||Traditional methods of human motion analysis assume that fluctuations in cycles (e.g. gait motion) and repetitions (e.g. tennis shots) arise solely from noise. However, the fluctuations may have enough information to describe the properties of motion. Recently, the fluctuations in motion have been analysed based on the concepts of variability and stability, but they are not used uniformly. On the one hand, these concepts are often mixed in the existing literature, while on the other
hand, these concepts have been related to different methods for non-linear and chaotic time series analysis. After the clarification of these concepts, this dissertation presents the analysis of the evidence for chaos in cycling motion. Further, new algorithms are described for the analysis of the variability of the observed variables from the gait motion by means of a novel curve registration
method. Finally, a novel approach for the estimation of torque variation from pedal motion during cycling ergometry is introduced and validated. This thesis includes three main parts.

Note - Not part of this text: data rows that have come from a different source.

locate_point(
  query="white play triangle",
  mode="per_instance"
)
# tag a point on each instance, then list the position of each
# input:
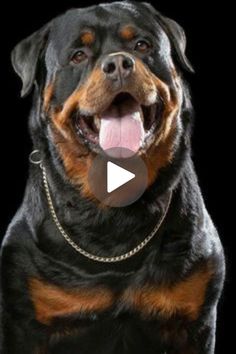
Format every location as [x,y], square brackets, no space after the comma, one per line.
[117,176]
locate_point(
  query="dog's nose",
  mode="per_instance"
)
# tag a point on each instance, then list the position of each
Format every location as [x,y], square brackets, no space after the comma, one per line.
[118,66]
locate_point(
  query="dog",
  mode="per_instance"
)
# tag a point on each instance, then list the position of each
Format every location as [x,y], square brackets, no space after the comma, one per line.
[78,276]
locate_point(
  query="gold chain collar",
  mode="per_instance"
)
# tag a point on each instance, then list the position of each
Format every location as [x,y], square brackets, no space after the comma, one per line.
[76,247]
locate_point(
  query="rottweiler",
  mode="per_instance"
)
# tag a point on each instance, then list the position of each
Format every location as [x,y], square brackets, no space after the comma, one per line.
[81,277]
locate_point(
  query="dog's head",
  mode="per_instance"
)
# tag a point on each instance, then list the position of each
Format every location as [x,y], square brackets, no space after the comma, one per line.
[107,76]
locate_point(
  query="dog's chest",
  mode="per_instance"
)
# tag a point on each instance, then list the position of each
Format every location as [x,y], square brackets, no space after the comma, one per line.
[52,303]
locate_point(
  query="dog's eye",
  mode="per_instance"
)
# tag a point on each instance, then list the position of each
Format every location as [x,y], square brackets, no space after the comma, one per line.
[142,46]
[78,57]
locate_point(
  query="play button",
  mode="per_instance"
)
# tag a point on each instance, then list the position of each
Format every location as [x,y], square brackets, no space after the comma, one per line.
[117,176]
[117,182]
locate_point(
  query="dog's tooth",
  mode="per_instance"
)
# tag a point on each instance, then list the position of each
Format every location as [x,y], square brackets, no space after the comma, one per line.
[138,115]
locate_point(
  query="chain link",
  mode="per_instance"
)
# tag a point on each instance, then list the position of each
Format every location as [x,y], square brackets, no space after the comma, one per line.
[90,255]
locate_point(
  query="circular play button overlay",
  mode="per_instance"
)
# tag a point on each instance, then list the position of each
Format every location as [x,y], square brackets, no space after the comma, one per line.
[117,177]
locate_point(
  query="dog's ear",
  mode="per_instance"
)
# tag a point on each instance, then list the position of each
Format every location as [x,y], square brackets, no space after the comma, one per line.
[25,57]
[176,36]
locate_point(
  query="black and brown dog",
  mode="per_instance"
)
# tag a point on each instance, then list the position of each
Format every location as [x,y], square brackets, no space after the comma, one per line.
[162,299]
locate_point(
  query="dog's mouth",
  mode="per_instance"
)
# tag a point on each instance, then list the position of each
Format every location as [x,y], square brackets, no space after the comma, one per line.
[124,124]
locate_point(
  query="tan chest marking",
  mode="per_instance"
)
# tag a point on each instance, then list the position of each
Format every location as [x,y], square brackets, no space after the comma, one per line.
[51,301]
[184,298]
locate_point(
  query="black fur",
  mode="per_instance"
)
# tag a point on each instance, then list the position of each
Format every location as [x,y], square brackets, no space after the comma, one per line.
[32,246]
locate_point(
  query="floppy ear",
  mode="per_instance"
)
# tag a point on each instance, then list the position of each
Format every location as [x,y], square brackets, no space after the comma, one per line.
[176,36]
[25,57]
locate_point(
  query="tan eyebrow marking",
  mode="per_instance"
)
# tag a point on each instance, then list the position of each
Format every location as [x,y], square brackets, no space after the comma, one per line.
[127,32]
[87,38]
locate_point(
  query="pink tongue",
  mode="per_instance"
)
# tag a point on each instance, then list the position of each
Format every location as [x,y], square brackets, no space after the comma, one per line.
[121,129]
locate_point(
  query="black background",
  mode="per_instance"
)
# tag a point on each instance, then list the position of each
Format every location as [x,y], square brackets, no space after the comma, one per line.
[209,53]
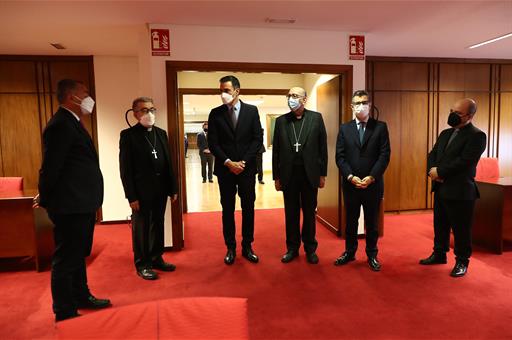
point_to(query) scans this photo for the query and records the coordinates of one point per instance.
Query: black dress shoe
(459, 270)
(160, 264)
(434, 258)
(248, 253)
(93, 303)
(344, 259)
(374, 264)
(312, 258)
(290, 255)
(147, 274)
(65, 316)
(230, 257)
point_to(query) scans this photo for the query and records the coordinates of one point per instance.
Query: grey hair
(141, 100)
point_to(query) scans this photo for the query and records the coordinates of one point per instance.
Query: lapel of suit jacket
(443, 142)
(165, 144)
(81, 129)
(139, 134)
(354, 132)
(288, 128)
(227, 118)
(370, 127)
(241, 116)
(308, 121)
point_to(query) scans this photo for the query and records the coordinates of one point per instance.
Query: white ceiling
(393, 28)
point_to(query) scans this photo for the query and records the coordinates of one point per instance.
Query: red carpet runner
(296, 300)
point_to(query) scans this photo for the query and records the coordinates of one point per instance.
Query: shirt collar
(74, 114)
(236, 107)
(362, 121)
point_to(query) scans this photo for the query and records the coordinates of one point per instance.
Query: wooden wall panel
(20, 137)
(413, 151)
(389, 105)
(505, 135)
(18, 76)
(506, 78)
(387, 76)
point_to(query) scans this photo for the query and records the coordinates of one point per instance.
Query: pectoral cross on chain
(297, 146)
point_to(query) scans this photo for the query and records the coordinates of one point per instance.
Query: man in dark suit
(234, 138)
(71, 190)
(299, 167)
(259, 162)
(148, 179)
(205, 153)
(362, 155)
(452, 168)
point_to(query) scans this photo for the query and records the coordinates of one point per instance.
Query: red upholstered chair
(11, 183)
(487, 169)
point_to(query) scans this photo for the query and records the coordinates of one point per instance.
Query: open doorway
(310, 76)
(201, 189)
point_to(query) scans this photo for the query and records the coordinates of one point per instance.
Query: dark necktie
(361, 132)
(452, 137)
(233, 116)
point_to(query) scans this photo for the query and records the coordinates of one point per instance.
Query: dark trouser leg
(461, 216)
(441, 227)
(209, 158)
(203, 164)
(156, 228)
(259, 166)
(140, 236)
(291, 195)
(247, 195)
(73, 235)
(371, 205)
(353, 209)
(308, 199)
(227, 188)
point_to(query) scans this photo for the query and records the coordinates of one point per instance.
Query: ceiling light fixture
(508, 35)
(58, 46)
(279, 21)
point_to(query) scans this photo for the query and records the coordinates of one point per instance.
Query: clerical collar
(74, 114)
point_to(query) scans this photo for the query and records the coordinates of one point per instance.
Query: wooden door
(329, 198)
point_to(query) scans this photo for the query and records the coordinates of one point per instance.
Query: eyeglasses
(146, 110)
(294, 95)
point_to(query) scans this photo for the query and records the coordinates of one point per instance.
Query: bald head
(299, 91)
(466, 106)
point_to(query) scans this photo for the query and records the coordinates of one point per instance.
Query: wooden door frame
(175, 119)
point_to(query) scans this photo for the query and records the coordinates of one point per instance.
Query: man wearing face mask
(362, 155)
(71, 190)
(234, 139)
(299, 167)
(148, 179)
(452, 168)
(205, 153)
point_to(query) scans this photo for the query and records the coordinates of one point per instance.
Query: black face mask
(454, 119)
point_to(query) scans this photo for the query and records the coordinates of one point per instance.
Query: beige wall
(116, 81)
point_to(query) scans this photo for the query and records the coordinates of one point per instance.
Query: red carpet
(297, 300)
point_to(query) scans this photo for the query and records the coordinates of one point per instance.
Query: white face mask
(361, 111)
(226, 97)
(147, 120)
(294, 103)
(86, 105)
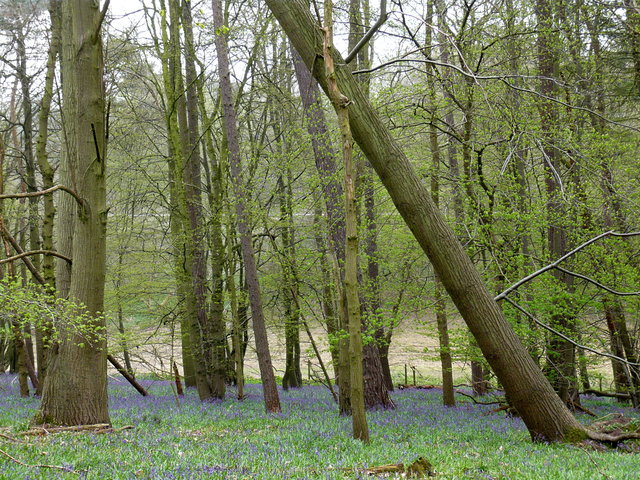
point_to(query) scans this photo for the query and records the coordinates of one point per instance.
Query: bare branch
(596, 283)
(502, 78)
(26, 260)
(35, 252)
(367, 36)
(563, 336)
(71, 192)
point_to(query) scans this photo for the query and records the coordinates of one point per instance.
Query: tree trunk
(560, 353)
(75, 390)
(546, 417)
(47, 172)
(332, 192)
(272, 401)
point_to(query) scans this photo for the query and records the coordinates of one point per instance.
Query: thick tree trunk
(546, 417)
(47, 172)
(207, 327)
(75, 390)
(271, 398)
(325, 159)
(560, 353)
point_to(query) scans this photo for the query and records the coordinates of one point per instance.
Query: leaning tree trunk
(546, 417)
(75, 390)
(271, 398)
(332, 190)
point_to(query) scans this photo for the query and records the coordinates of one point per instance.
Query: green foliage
(23, 306)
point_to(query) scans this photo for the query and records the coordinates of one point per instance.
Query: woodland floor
(182, 438)
(414, 344)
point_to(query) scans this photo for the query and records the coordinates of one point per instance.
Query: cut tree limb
(545, 415)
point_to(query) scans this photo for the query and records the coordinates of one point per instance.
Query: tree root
(612, 431)
(55, 467)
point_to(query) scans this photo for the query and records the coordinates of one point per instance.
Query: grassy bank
(237, 440)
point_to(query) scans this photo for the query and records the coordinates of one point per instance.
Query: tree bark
(544, 414)
(352, 299)
(327, 168)
(271, 398)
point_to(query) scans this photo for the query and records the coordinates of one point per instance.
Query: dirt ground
(413, 345)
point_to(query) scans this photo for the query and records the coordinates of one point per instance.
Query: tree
(75, 389)
(543, 412)
(351, 297)
(271, 398)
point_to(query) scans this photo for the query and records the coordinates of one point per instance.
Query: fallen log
(598, 393)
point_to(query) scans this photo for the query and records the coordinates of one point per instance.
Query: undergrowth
(186, 439)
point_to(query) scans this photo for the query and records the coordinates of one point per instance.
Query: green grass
(237, 440)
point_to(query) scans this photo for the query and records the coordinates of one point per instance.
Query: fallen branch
(591, 391)
(418, 387)
(580, 408)
(45, 429)
(55, 467)
(123, 371)
(10, 438)
(478, 402)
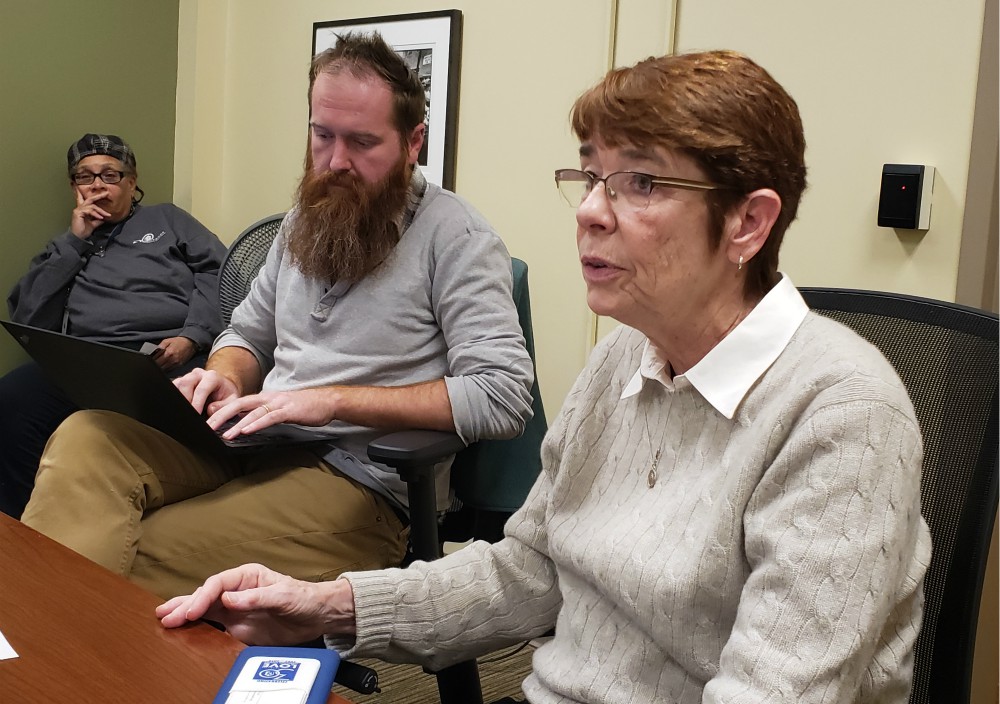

In the first part, a case study of knee motion during cycling ergometry is presented using the state-of-the-art tools. Non-linear methods and hypothesis testing based on surrogate data were used to analyse whether the aperiodic behaviour of noisy data captured from knee motion data originating from a low-dimensional deterministic (possibly chaotic) process or whether it was governed by
stochastic ones. The critical sensitivity of chaotic systems to both the initial conditions and perturbations may explain the irregular behaviour of pedalling motion. However, the time series recorded from knee motion did not show a clear scaling region typical in chaotic time series. Further, evidence of chaos based on surrogate data could not be found for all time series. In addition, an improvement of the statistical criterion for hypothesis testing based on surrogate data is discussed.
In the second part, a novel tool for curve registration that facilitates the analysis of cycles in cyclic motion is presented and validated using gait acceleration data. The equalized DBA (eDBA) method calculates the average of a set of cycles based on dynamic time warping (DTW) and a modification of DTW barycentric averaging (DBA). The eDBA algorithm allows the study of the kinematic variables in cyclic motion depending on the phase using the eDBA average cycle as the reference for phase registration. A novel quality definition is given which provides a criterion for
the selection of the best phase angle for further analysis. Further, the effects of phase registration using the eDBA method on Self-Organizing Maps (SOMs) are described. The quality of the SOMs and the classification rate improved when the registration was applied in the preprocessing step.
In the third part, a novel approach for the estimation of torque variation from pedal motion in cycling ergometry is presented and validated. For an ergometer with almost constant brake torque, we may assume that variations in the net torque can be extracted from the pedal motion alone. The key problem is to reliably estimate the angular pedal acceleration from measurements of pedal motion, which can be made in the laboratory using motion-capturing with two light-emitting diodes
(LEDs) or a plain commercial video camera with two light-emitting diodes (LEDs). The results from video were close to motion capturing data (MoCap) results when a novel method for the correction of the marker position was applied.